Un Québécois innocenté d’un double meurtre commis il y a plus de 40 ans a conclu un accord à l’amiable après avoir poursuivi la province et la Ville de Montréal pour sa condamnation injustifiée.
Claude Paquin, âgé de 83 ans, a été acquitté le 6 novembre 2024, après avoir été condamné en 1983 pour meurtre au premier degré à la suite du décès de deux personnes en 1978. Il a purgé 18 ans de prison et a passé 23 ans en liberté conditionnelle.
Selon La Presse, la Ville de Montréal et le gouvernement du Québec verseront un total d’un peu plus de 20 millions à Claude Paquin.
Ce texte est la traduction d’un article de CTV News.
Lorsqu’il a obtenu sa libération conditionnelle en 2008, il a contacté Projet Innocence Québec, qui offre un soutien juridique aux personnes condamnées à tort, et a par la suite découvert plusieurs éléments suspects dans son dossier.
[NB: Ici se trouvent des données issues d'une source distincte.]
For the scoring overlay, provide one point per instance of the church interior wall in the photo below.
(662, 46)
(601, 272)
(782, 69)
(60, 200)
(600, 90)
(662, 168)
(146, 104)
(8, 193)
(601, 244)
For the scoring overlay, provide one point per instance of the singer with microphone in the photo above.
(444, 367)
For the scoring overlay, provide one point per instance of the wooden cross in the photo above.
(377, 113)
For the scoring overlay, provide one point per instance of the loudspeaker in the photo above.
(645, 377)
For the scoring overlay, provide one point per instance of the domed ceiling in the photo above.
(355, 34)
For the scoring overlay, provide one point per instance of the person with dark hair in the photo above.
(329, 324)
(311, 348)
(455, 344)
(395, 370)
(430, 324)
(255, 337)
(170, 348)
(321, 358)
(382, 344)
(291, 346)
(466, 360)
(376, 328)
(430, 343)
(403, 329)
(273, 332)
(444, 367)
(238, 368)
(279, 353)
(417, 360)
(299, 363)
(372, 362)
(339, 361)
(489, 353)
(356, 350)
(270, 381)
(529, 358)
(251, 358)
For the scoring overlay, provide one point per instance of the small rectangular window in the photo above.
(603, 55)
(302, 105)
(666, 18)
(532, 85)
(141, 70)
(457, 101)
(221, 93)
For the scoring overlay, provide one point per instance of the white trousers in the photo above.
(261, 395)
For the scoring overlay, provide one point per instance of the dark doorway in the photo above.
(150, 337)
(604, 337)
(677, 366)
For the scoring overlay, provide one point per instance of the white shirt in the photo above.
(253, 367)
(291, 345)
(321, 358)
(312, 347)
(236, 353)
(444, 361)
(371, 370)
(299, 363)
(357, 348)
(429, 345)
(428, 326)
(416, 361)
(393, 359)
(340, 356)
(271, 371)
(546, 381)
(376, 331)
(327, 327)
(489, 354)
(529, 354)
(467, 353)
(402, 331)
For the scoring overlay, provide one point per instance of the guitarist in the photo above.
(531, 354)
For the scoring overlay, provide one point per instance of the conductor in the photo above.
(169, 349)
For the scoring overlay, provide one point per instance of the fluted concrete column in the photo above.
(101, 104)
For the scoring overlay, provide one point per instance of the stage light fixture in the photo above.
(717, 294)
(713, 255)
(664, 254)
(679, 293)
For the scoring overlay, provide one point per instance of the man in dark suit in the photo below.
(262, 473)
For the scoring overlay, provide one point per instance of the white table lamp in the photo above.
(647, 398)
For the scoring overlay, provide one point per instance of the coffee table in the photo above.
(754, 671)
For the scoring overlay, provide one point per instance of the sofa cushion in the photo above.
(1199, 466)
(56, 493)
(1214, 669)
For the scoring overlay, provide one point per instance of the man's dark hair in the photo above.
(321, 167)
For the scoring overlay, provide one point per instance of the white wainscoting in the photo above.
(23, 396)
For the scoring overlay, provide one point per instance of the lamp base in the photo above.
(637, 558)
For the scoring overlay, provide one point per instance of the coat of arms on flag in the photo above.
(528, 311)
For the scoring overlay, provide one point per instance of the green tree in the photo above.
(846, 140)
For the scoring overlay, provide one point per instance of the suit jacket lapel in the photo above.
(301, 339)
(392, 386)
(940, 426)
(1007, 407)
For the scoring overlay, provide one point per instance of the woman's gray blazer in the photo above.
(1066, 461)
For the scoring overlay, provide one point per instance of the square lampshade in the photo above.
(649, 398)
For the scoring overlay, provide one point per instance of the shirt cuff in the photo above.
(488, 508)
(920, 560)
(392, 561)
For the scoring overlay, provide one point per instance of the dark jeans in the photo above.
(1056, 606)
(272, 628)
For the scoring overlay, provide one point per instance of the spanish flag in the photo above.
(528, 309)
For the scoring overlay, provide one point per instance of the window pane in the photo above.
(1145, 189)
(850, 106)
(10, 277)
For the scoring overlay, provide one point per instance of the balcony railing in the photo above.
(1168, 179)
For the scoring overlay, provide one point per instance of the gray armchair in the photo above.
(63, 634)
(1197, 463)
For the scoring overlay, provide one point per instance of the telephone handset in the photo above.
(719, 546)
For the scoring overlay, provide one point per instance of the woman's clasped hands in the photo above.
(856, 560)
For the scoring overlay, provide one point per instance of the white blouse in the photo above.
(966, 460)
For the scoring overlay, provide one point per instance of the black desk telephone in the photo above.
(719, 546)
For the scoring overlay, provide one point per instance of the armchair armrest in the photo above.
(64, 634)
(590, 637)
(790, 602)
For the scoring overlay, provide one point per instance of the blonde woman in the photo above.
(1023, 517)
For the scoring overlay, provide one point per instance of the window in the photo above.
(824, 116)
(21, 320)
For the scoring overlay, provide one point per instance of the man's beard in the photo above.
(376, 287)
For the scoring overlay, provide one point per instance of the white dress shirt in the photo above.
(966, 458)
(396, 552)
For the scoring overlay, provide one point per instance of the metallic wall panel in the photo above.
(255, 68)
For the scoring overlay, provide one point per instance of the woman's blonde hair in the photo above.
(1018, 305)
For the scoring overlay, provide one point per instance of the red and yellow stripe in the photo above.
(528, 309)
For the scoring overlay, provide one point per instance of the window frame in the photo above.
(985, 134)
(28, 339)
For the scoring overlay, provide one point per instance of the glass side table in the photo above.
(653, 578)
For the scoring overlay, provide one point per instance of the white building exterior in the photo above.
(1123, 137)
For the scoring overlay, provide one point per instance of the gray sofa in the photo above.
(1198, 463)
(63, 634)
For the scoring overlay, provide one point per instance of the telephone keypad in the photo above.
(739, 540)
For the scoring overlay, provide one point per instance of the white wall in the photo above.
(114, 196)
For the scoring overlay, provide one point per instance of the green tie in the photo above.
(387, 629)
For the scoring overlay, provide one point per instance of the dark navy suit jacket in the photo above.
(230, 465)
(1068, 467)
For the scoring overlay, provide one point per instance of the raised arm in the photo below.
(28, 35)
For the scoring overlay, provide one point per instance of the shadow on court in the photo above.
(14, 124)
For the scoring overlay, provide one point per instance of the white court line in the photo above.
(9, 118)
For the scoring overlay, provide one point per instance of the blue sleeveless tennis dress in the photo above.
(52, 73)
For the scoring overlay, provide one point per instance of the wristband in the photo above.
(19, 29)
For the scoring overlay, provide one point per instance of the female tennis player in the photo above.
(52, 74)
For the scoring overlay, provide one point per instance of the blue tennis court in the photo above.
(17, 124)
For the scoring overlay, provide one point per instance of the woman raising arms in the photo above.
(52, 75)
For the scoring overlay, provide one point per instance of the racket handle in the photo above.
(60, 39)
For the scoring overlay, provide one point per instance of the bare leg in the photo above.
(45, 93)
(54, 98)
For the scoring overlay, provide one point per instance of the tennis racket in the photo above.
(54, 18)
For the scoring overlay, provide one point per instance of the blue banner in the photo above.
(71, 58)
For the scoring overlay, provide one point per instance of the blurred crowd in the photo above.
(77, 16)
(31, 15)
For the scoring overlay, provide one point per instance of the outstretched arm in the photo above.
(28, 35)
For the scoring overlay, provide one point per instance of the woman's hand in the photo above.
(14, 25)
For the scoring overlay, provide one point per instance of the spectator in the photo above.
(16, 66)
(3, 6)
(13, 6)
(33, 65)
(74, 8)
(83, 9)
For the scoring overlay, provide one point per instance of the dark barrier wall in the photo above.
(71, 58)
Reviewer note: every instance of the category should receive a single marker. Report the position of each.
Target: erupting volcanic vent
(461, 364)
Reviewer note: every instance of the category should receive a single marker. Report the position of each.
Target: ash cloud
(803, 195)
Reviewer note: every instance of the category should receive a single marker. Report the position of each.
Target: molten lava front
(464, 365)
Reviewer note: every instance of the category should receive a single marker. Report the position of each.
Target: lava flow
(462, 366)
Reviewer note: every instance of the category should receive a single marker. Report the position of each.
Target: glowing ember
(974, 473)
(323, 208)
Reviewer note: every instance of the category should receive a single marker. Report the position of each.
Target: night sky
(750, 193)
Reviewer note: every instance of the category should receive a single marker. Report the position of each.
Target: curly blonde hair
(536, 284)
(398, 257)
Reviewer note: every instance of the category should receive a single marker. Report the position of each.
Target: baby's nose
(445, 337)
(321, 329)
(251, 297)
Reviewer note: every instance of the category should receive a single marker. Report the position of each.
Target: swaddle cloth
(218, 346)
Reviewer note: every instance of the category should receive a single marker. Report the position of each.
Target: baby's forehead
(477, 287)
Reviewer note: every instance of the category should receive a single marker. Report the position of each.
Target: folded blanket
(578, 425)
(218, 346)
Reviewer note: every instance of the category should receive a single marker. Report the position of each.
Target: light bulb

Il y a deux ans, le Directeur des poursuites criminelles et pénales (DPCP) a refusé de le juger une seconde fois après que le ministre fédéral de la Justice eut conclu qu’il existait des motifs raisonnables de croire qu’une erreur judiciaire s’était probablement produite.
En novembre 2025, M. Paquin a intenté une action civile réclamant 64 millions de dollars de dommages-intérêts après avoir subi «la plus longue privation de liberté injustifiée jamais enregistrée au Québec». Il serait également la personne la plus âgée à avoir été innocentée au Canada.
Il a allégué que le Service de police de la Ville de Montréal avait mené une «enquête bâclée» et que la DPCP «avait par la suite agi avec négligence, de manière abusive et malveillante dans le cadre de la procédure judiciaire qui a conduit à sa privation de liberté».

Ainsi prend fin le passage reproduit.